Première épouse de Lucien Ginsburg, alias Serge Gainsbourg, Lise Lévitzky a maintenu un lien très étroit avec lui et cela jusqu’à la mort du grand artiste. à 84 ans, elle garde le souvenir ébloui d’un homme qui s’est détruit peu à peu.

Quel enfant était Lulu ?

Un gentil petit garçon à sa maman. Il l’adorait et courait chez elle au moindre pépin. Cet enfant timide n’avait pas de copains de classe. Doté d’une grande mémoire, ce bon élève s’ennuyait à l’école.

Et la musique ?

Il a complètement baigné dedans. Déjà dans le ventre de sa mère, il entendait son père jouer du Gershwin.

Vous vous êtes rencontrés à l’Académie Montmartre. Qu’est-ce qui vous a frappée la première fois que vous l’avez vu ?

Sa belle voix et ses mains magnifiques. Or en le voyant déambuler dans la rue, je le trouvais laid et accablé. à l’extérieur, la vie lui semblait lourde alors que dans l’atelier, il était le roi.

Quel peintre était-il ?

Un figuratif qui voyait son avenir dans la peinture. Devant la toile, il était d’un sérieux acéré. Cet état de transe était impitoyable car il ne se pardonnait rien.

Sa laideur était-elle un atout ou un handicap ?

Je la voyais comme un atout, mais lui l’a vécue comme un handicap. Aussi avait-il besoin de se prouver qu’aucune femme ne lui résistait.

Qu’est-ce qui le rendait séduisant ?

Son regard vous clouait sur place et vous faisait fondre. Tout comme on épingle un papillon, il ne quittait pas une femme des yeux jusqu’à ce qu’elle soit sa proie.

Que représentait l’amour pour lui ?

Il croyait en l’amour absolu, romantique, l’amour toujours. Quand il a compris qu’il ne durerait jamais, cet être jaloux et inquiet a inventé » l’anamour « . Il aimait les femmes et tenait à leur faire plaisir. Toutes l’ont fait souffrir, mais il adorait se vautrer dans sa douleur.

Quelle était la force de votre lien ?

Dans la mesure où l’âme existe, nous nous sommes offerts nus l’un à l’autre. On se connaissait à fond. Au début, on était jeunes, amoureux et libres. Je suis devenue une grosse dondon, mais on a poursuivi notre gémellité incestueuse.

Pourquoi était-il pour vous  » une drogue, une maladie, un poison  » ?

Lulu a été mon addiction. Même après avoir rompu, j’accourais dès qu’il m’appelait. Aucun homme ne lui arrivait à la cheville ! J’ai d’ailleurs raté mon second mariageà

De quoi avait-il honte ?

De ne pas avoir obéi à sa vocation de peintre. Ces remords l’ont conduit en enfer. Malheureux, il est devenu un ivrogne. Ses chansons lui ont permis de gagner de l’argent, mais il ne se voyait pas poète.

Votre chanson préférée ?

Les Amours perdues, chantée par Juliette Gréco.
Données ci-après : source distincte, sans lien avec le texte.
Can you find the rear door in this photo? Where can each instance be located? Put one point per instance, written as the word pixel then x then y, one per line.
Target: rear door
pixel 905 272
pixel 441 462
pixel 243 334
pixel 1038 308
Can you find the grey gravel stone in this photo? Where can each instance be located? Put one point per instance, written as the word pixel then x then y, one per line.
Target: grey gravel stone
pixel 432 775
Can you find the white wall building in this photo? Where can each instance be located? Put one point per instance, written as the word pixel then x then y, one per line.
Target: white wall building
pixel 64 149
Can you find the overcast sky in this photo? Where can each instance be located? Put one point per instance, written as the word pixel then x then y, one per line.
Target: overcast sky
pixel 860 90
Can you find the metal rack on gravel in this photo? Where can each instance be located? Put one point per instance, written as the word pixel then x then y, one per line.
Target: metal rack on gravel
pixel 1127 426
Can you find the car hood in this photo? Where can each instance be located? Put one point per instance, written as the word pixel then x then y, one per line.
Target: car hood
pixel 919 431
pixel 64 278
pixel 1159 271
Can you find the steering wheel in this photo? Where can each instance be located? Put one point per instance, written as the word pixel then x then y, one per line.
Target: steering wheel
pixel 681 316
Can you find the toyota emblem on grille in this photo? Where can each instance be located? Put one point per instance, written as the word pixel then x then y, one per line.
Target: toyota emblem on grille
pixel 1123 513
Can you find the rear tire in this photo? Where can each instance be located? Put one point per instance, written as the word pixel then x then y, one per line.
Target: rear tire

Celle qui lui ressemblait ?

Je suis venu te dire que je m’en vais. Il avait l’art d’avoir un pied dedans, un pied dehors. Les femmes lui ont toujours dit adieuà

Qu’aimeriez-vous qu’on retienne de lui ?

Qu’il n’était pas un homme affreux. Gainsbarre n’était qu’une farce consolatrice, une provocation. Mon livre montre d’où venait son désespoir. Lulu ressemblait au tableau du Titien, L’Homme au gant, tant il portait un masque de mystère. Mais il a fini par se laisser anéantir par la vie.

Lise et Lulu , par Lise Lévitzky, First, 282 pages.

kerenn elkaïm

Lulu a été mon addiction.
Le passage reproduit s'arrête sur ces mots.